Dans son réquisitoire signé le 29 novembre, le parquet de Paris demande que le Libano-Canadien de 64 ans comparaisse devant une cour d'assises spéciale, seule habilitée à juger les crimes terroristes, a appris mercredi l'AFP de sources proches de l'enquête.
Il estime "les charges suffisantes" à l'encontre d'Hassan Diab, tout en relevant qu'il existe des "doutes" notamment sur sa présence à Paris au moment des faits, a précisé l'une de ces sources.
Le 3 octobre 1980, à 18H40, une forte explosion retentit à la synagogue de la rue Copernic. Dix kilos d'explosif, dissimulés dans la sacoche d'une moto garée devant l'édifice, tuent quatre personnes et font une quarantaine de blessés. Il s'agit alors du premier attentat mortel contre la communauté juive commis en France depuis la Libération.
L'enquête, l'une des plus anciennes instructions encore en cours à Paris, attribue l'attentat, non revendiqué, au Front populaire de libération de la Palestine-Opérations spéciales (FPLP-OS), un groupe né d'une scission du FPLP, et les renseignements français identifient en 1999 Hassan Diab comme celui qui a confectionné l'engin explosif.
Extradé en novembre 2014 du Canada, où il était devenu professeur universitaire en sociologie, il est mis en examen et placé en détention provisoire. Depuis, il clame son innocence.
Le parquet relève plusieurs éléments à charge: "des notes de renseignement convergentes et réitérées", la ressemblance de Diab avec des portraits-robots réalisés à l'époque, la découverte d'un passeport à son nom "avec des tampons attestant que son utilisateur a pénétré en Espagne le 20 septembre 1980 pour en sortir le 7 octobre 1980", des dates "parfaitement compatibles avec la commission de l'attentat".
L'accusation met aussi en avant les comparaisons réalisées entre l'écriture de Diab et celle sur une fiche d'hôtel remplie par l'homme qui a acheté la moto, ou encore le témoignage d'un couple mettant en cause le suspect comme appartenant aux groupes palestiniens au début des années 1980.
"Sérieux doutes"
Mais Hassan Diab assure qu'il était à Beyrouth au moment des faits pour passer ses examens à l'université. En janvier 2016, il a donné au juge d'instruction les noms de deux femmes ayant révisé les épreuves avec lui, qui ont corroboré sa version.
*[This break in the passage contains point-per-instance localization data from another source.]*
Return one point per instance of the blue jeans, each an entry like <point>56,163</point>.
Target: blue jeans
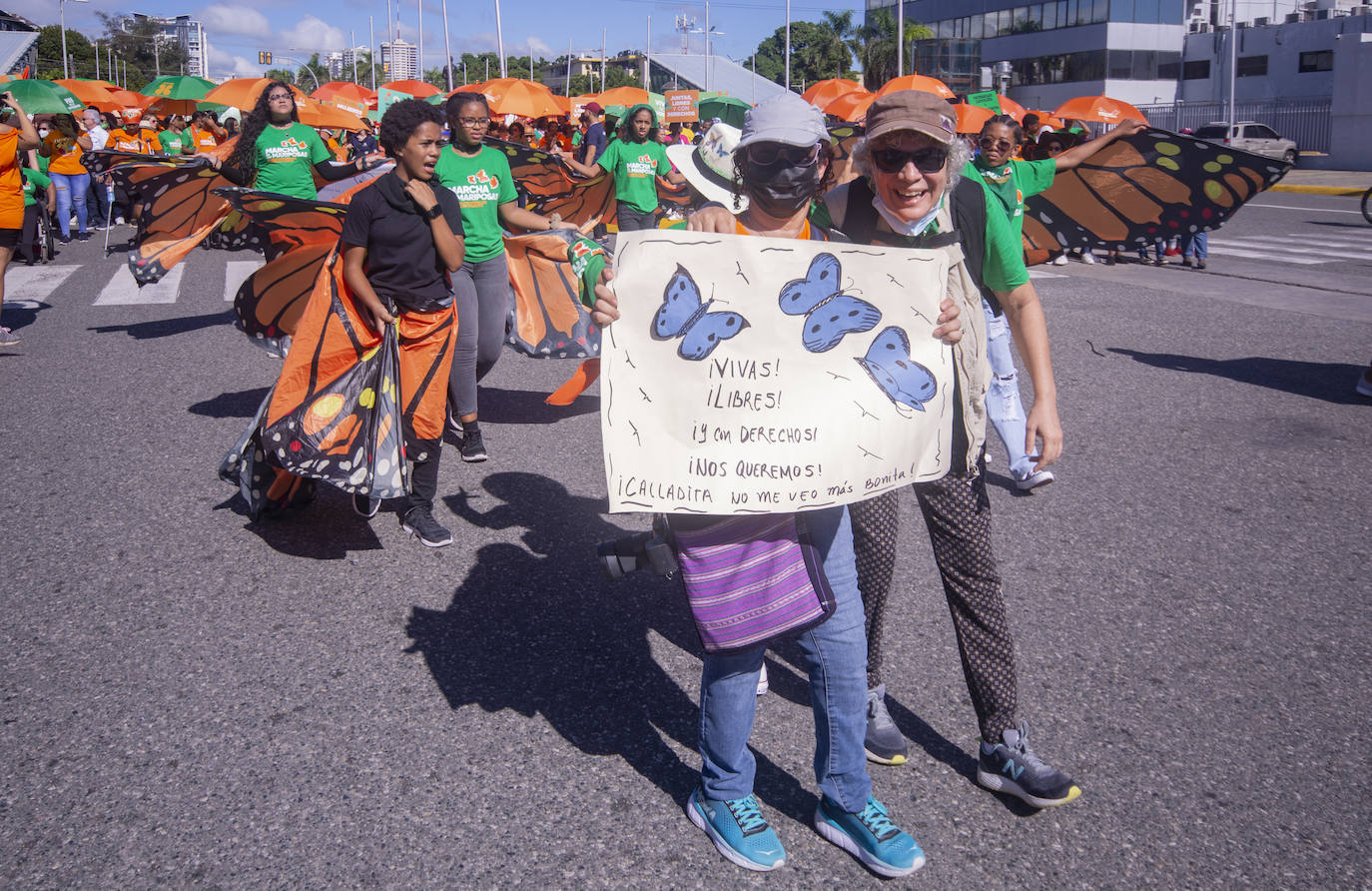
<point>836,659</point>
<point>70,188</point>
<point>1004,407</point>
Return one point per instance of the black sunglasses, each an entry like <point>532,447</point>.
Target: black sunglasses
<point>767,154</point>
<point>928,160</point>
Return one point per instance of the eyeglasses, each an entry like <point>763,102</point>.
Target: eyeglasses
<point>928,160</point>
<point>767,154</point>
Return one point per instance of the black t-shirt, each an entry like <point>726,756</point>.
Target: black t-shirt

Son ex-épouse, Nawal Copty, a également affirmé qu'il était au Liban le 28 septembre 1980, cinq jours avant l'attentat. Or, à cette date, le détenteur du passeport au nom de Diab se trouvait déjà en Europe d'après les tampons.
Ces éléments avaient conduit le juge d'instruction à "sérieusement douter" qu'il "soit le poseur de la bombe". Il avait demandé à plusieurs reprises, ainsi qu'un juge des libertés et de la détention, sa remise en liberté, avec assignation à résidence et port d'un bracelet électronique. Mais à chaque fois, le parquet de Paris avait fait immédiatement appel et la cour d'appel avait décidé de prolonger la détention.
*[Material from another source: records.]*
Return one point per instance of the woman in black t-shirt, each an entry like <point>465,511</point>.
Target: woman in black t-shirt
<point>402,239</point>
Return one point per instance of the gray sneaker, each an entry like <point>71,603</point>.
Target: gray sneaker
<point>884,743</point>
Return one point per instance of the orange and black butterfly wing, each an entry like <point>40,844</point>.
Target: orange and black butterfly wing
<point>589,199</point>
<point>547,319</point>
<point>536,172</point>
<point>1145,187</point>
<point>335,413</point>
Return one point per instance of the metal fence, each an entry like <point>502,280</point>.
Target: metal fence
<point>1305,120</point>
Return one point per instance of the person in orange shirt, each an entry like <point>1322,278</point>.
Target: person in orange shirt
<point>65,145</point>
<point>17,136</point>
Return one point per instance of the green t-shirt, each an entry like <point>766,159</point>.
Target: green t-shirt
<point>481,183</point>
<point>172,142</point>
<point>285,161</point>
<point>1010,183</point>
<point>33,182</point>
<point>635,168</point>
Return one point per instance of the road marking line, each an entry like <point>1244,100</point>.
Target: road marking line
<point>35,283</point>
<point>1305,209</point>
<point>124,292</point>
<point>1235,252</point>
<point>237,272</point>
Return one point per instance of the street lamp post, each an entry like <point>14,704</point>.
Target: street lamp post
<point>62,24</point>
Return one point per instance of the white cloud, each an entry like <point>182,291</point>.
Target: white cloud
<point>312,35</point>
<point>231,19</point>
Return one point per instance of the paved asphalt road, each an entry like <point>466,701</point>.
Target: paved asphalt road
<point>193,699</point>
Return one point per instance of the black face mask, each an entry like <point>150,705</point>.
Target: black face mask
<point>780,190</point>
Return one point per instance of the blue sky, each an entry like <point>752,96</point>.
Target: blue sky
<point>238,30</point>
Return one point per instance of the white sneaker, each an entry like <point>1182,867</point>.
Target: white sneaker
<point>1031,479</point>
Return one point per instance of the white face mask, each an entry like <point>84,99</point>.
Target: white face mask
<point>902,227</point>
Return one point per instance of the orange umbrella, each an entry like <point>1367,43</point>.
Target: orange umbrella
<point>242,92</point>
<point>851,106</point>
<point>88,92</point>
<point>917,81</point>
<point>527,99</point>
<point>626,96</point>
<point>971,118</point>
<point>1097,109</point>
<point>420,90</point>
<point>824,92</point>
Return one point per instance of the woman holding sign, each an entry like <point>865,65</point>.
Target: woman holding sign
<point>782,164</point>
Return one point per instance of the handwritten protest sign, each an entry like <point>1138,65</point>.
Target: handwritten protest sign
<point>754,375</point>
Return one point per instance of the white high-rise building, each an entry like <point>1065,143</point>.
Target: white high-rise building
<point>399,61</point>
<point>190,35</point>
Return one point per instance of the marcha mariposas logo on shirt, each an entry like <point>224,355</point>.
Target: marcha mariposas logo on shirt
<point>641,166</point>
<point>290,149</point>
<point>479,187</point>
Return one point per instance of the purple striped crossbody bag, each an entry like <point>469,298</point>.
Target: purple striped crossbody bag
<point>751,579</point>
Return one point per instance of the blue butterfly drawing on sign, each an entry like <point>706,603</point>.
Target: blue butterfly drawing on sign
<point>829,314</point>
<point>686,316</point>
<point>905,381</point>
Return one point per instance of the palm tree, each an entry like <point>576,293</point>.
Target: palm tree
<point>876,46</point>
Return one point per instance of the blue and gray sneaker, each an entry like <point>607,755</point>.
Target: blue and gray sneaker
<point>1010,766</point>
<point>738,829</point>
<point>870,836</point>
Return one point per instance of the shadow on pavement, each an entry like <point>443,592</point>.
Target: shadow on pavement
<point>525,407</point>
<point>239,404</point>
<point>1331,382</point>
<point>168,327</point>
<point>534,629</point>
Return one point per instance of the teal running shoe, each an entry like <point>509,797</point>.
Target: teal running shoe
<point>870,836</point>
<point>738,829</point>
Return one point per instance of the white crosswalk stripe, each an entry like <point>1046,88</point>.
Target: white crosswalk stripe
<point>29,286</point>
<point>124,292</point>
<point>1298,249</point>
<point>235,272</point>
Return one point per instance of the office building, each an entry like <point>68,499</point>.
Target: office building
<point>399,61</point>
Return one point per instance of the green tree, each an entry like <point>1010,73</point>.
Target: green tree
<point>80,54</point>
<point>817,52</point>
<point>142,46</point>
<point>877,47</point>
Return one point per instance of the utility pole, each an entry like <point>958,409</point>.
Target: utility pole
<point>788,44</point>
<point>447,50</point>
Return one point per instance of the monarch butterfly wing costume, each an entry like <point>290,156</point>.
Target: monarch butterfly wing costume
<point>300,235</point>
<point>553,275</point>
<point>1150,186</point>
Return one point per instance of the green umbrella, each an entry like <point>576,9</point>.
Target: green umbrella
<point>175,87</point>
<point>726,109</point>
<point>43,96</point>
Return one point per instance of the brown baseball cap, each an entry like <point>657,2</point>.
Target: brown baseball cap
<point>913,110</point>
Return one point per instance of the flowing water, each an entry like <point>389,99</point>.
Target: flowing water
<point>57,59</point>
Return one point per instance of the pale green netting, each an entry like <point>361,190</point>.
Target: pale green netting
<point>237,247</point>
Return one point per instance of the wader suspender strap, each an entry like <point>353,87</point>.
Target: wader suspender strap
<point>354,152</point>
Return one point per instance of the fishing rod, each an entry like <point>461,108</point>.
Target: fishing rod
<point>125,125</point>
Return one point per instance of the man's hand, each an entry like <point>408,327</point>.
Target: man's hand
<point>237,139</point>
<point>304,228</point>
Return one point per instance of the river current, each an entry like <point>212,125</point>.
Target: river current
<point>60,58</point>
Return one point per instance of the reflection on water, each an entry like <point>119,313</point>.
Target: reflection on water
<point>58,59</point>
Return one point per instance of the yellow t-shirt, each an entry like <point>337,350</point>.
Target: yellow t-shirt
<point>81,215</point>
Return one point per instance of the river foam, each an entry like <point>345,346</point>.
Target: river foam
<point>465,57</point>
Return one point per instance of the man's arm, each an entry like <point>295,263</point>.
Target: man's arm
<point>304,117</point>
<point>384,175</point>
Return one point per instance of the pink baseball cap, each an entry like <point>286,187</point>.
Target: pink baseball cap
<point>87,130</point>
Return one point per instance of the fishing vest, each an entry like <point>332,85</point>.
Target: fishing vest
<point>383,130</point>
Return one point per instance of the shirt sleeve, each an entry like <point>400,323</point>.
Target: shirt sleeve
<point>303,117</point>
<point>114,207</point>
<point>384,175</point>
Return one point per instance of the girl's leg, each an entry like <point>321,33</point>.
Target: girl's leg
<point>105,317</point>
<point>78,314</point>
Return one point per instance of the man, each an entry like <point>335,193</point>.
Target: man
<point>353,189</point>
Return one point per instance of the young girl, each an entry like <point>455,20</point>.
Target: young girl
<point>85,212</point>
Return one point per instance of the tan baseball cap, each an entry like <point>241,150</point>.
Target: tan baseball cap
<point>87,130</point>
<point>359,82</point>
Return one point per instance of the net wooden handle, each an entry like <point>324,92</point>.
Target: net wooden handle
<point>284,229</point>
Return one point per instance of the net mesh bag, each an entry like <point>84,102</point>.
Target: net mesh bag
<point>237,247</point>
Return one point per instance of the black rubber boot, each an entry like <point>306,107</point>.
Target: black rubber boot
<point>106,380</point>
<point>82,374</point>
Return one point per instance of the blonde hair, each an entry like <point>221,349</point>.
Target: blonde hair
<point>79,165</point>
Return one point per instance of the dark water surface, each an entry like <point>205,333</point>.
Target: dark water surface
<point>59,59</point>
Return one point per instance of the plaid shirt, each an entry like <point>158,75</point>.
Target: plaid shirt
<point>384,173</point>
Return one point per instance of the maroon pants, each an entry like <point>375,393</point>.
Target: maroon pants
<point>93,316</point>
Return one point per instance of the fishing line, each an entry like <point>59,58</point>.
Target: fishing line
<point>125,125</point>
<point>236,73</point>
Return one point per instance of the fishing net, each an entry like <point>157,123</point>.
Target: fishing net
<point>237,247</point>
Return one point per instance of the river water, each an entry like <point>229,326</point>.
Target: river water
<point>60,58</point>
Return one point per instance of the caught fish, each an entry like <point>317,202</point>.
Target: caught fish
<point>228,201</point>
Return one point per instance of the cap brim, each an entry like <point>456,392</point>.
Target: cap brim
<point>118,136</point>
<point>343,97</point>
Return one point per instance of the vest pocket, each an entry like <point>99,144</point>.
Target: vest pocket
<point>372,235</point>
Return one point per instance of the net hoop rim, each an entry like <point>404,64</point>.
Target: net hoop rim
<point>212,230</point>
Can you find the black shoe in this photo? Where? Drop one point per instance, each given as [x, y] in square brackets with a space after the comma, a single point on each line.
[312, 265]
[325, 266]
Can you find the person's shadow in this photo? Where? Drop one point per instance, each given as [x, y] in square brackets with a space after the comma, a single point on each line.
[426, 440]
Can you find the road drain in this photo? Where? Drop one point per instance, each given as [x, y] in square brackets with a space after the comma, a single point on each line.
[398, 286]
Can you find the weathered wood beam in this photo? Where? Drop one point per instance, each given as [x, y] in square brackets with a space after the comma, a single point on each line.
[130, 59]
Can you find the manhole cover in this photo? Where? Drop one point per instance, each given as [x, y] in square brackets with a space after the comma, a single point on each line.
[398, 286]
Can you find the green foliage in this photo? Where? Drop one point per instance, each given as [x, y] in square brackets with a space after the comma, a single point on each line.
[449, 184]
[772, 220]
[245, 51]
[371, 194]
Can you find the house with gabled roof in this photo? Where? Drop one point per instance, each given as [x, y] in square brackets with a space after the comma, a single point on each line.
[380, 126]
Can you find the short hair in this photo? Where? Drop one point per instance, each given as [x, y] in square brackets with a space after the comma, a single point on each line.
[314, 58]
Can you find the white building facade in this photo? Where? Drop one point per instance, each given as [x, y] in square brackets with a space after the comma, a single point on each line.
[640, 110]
Les doutes quant à la présence de Diab à Paris, tout comme les contre-expertises qui remettent en cause les premières analyses graphologiques, doivent faire l'objet "d'un examen par une juridiction de jugement", estime le ministère public.
"On a le sentiment que le parquet se sent un devoir envers et contre tout de ne pas soustraire aux parties civiles celui qui leur a été présenté à tort comme un suspect possible et ainsi de les priver d'un procès", ont réagi auprès de l'AFP les avocats d'Hassan Diab, William Bourdon, Apolline Cagnat et Amélie Lefebvre. "Nous attendons la seule décision qui s'impose, une décision de non-lieu", ont-ils ajouté.
Il appartient désormais aux juges d'instruction de décider d'un renvoi ou non devant la cour d'assises spéciale, composée uniquement de magistrats professionnels.